Крепостная - стр. 32
– А чего ты раньше не сказала? – прошипела я сквозь зубы. – Нам барина надо беречь и лелеять. Иначе достанемся этому моту. Все по миру пойдем, Глаша. Теперича, как чего нового услышишь, говори сразу.
Слухи слухами, а мне хотелось точнее знать, как у нас обстоят дела. И письмо в этой ситуации сильно помогло бы мне. Но торопиться здесь нельзя, потому что в случае неудачи меня из спасительницы быстро переведут в совсем неприятный статус.
Глава 14
Неделями массажа я спасала своего покровителя. С перерывами на пару недель, чтобы понять: работает ли мой метод, прежде поставивший на ноги многих. В случае с Осипом Германовичем его ущемление начинало обостряться в результате переживаний.
Спустя, наверное, месяц у меня получилось добраться до секретера. Но там я нашла только документы. Ни одного письма не увидела. А еще спустя месяц и вовсе забыла о нем.

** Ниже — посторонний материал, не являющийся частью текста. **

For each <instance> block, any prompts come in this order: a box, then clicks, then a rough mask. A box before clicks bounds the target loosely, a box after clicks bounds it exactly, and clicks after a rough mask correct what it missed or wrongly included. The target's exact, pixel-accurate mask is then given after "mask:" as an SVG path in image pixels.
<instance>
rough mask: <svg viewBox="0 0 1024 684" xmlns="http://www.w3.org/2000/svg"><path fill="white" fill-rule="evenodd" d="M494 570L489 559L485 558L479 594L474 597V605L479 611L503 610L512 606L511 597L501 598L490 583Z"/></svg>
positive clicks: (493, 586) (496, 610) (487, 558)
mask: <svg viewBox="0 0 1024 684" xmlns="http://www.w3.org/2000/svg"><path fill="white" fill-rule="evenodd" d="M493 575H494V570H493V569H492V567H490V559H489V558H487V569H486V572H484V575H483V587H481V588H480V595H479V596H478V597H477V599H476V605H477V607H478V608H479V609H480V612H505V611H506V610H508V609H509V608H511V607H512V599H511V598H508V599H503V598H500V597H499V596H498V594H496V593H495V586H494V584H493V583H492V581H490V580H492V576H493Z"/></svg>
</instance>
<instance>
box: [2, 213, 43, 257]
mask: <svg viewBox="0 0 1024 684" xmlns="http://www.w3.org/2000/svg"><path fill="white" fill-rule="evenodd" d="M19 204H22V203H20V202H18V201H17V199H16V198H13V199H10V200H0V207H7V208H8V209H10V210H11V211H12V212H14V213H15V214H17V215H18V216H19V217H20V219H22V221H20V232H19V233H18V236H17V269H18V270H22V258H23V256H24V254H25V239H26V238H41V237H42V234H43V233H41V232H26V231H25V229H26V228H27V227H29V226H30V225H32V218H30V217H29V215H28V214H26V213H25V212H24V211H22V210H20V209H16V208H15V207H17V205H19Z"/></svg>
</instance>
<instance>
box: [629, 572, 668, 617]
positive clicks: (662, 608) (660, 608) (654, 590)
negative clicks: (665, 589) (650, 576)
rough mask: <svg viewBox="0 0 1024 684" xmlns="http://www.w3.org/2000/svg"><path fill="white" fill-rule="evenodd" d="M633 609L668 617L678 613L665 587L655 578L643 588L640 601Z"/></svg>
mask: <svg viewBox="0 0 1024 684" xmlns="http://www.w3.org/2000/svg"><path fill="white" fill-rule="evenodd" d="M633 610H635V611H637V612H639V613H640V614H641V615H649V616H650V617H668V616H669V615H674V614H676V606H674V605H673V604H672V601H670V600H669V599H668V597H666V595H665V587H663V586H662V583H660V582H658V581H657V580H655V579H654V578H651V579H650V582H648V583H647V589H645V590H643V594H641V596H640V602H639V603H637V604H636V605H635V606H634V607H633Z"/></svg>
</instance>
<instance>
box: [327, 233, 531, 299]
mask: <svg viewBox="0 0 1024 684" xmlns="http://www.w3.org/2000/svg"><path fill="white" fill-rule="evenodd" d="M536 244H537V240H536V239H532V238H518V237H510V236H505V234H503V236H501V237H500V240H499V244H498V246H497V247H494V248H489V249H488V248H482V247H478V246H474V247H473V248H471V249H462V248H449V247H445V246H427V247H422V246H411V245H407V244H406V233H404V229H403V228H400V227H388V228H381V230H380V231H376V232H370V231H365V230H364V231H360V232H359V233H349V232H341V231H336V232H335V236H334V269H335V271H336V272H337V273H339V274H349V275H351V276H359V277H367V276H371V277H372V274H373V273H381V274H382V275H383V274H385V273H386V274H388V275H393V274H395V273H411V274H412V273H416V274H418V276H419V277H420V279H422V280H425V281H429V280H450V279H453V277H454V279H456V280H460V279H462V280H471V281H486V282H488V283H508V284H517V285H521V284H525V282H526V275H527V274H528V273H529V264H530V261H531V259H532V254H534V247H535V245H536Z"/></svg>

После Рождества жизнь потекла совсем тихо: я научилась вышивать, вспомнила уроки труда, где наша довольно рукастая Мария Павловна пыталась вбить в нас азы женского рукоделия. Но я тогда не особо загоралась хоть чем-то. А здесь мне просто нечем было заняться, если только Нюра не пригласит в кухню. Да и она вечерами вязала носки, вела починку летнего.
Так мы и просиживали вечера в гостиной у камина, когда барин уходил спать. Глаша и Нюра рассказывали новости из города, из окружающих его деревень, а Фирс, приносящий дрова, задерживался на наших посиделках все чаще и чаще.
Я даже начала чувствовать себя своей среди этих людей, начала понимать, о чем и о ком они говорят. Под громкое тиканье часов прошел январь.
– Говорят, дорогу от Троицка перемело. А до нас вьюги ишо не дошли, – Фирс рассказывал барину новости, пока тот обедал.
– Никуда без них, Фирс. Коли в феврале нас не тронет, то март сугробов надарит. Знаешь ведь, что в марте бродячую собаку может занести. У меня другие переживания, – хозяин глубоко вздохнул и скривил губы.
Я поражалась тому, что Осип Германович вел себя с Фирсом как ровня. В этом доме он родился, вырос, знал все премудрости и особенности края. Домна же, городская до мозга костей, до последнего не смирилась с жизнью на чуть ли не окраине государства, как она говаривала. И не простила этого супружества Остапу.
Сейчас в доме царил мир. И как бы это не было цинично, я радовалась, что ее не стало. Здоровая атмосфера позволяла барину говорить с нами громко, разъяснять непонятное, да и вести себя не как барин вовсе.
Мы не наглели. Не был барин слабым, не был злым. Оттого все его уважали и сами торопились сделать все по делу, да так, чтобы он заметил и непременно похвалил.
– В феврале объявят об отмене крепостного права, – выпалил он громко и замер, глядя на нас с Фирсом. Я в этот момент ставила на стол самовар, а Фирс готовился его раздувать.
– Чего? – переспросил Фирс.
– Перестанете вы быть крепостными, Фирс, – взгляд у барина был таким, будто он сообщал любимой собаке, что спасти ее не может.
– Да куда мы от вас денемси? У нас жись уложена иначе, чем у тех, кто на земле, – хмыкнув, сказал Фирс.
Я помнила, что по-новому стилю это произойдет в марте, а до смены стиля еще было время. Организатор этой самой смены стиля Володя Ульянов родится еще только через девять лет.
В воздухе еще не было революционной ноты, даже намека не было. И от этого мне было спокойно. Лет тридцать-сорок можно жить себе и не задумываться о будущем.